Albert Fert shares the prize for a discovery
that has transformed PCs |
French
scientist Albert Fert and Peter Grunberg of Germany have won the
2007 Nobel Prize for physics.
They discovered the phenomenon of "giant magnetoresistance", in
which weak magnetic changes give rise to big differences in
electrical resistance.
The knowledge has allowed industry to develop sensitive reading
tools to pull data off hard drives in computers, iPods and other
digital devices.
It has made it possible to radically miniaturise hard disks in
recent years.
Matin Durrani, editor of Physics World, a journal published by
the UK's Institute of Physics, said the award had gone to "something
very practically based and rooted in research relevant to industry".

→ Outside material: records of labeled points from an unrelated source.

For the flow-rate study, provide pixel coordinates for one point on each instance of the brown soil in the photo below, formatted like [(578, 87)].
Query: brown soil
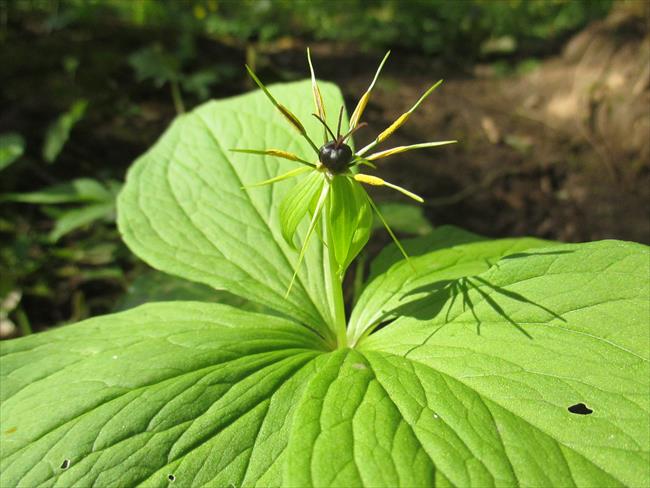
[(561, 153)]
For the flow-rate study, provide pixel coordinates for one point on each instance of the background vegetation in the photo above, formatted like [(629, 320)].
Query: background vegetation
[(87, 86)]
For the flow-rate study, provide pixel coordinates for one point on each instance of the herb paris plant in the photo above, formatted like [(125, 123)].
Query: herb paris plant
[(331, 192), (490, 348)]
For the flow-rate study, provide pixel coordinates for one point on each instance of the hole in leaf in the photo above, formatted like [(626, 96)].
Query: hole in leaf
[(580, 409)]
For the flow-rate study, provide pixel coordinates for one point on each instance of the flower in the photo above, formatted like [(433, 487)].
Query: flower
[(333, 184)]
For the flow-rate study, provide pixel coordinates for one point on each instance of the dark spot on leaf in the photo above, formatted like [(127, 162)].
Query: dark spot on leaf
[(580, 409)]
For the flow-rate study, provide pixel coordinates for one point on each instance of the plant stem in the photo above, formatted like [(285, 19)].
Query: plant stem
[(334, 285)]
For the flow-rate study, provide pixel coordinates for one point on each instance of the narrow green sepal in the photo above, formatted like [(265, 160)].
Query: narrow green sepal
[(297, 204)]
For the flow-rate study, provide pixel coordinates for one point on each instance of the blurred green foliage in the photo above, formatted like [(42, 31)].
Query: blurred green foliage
[(454, 29)]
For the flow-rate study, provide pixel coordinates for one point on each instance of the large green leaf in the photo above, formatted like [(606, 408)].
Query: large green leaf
[(183, 210), (397, 287), (470, 389), (487, 368)]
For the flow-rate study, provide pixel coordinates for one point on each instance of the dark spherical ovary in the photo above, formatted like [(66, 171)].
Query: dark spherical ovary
[(335, 158)]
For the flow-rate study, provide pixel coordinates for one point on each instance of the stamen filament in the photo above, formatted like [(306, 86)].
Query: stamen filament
[(327, 128), (318, 97), (338, 126), (376, 181), (400, 121), (361, 106), (400, 149), (293, 120)]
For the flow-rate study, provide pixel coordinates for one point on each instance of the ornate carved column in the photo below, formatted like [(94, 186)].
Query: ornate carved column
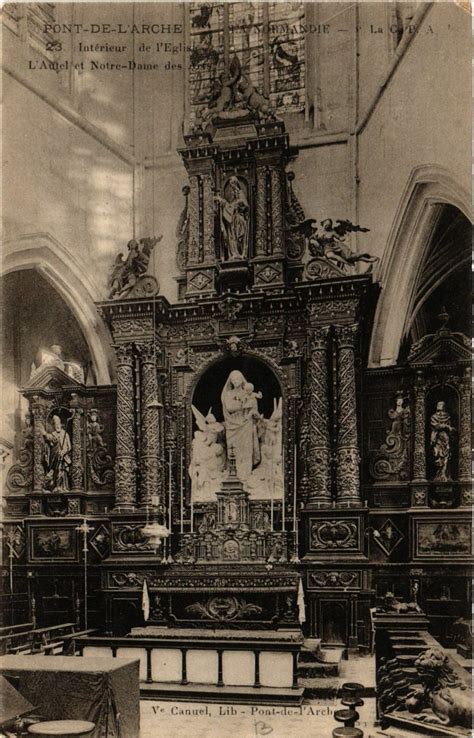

"It shows that physics has a real relevance not just to
understanding natural phenomena but to real products in everyday
life," he added.
'Ubiquitous' technology
Professor Ben Murdin of the University of Surrey, UK, said giant
magnetoresistance, or GMR, was the science behind a ubiquitous
technological device. "Without it you would not be able to store
more than one song on your iPod!" he explained.
The breakthrough underpins how data is read
from hard disks |
"A computer hard-disk reader that uses a GMR sensor is equivalent
to a jet flying at a speed of 30,000 kmph, at a height of just one
metre above the ground, and yet being able to see and catalogue
every single blade of grass it passes over."
GMR involves structures consisting of very thin layers of
different magnetic materials.
For this reason it can also be considered "one of the first real
applications of the promising field of nanotechnology", the Royal
Swedish Academy of Sciences said in a statement.
"Applications of this phenomenon have revolutionised techniques
for retrieving data from hard disks," the prize citation said. "The
discovery also plays a major role in various magnetic sensors as
well as for the development of a new generation of electronics."
Bigger, cheaper
A hard disk stores information, such as music, in the form of
microscopic areas that are magnetised in different directions.
The information is retrieved by a read-out head that scans the
disk and registers the magnetic changes.
The smaller and more compact the hard disk, the smaller and
weaker the individual magnetic areas.
More sensitive read-out heads are therefore needed when more
information is crammed on to a hard disk.
"It's no good having computer hard-drives that can store
gigabytes of information if we can't access it," said Professor Jim
Al-Khalili of the University of Surrey, UK.
"The technology that has appeared thanks to the discovery of GMR
in the late 1980s has allowed hard-disk sensors to read and write
much more data, allowing for bigger memory, cheaper and more
reliable computers."
Last year, US scientists John C Mather and George F Smoot won for
their work examining the infancy of the Universe.
They were honoured for their studies into cosmic microwave
background radiation (CMB), the "oldest light" in the Universe.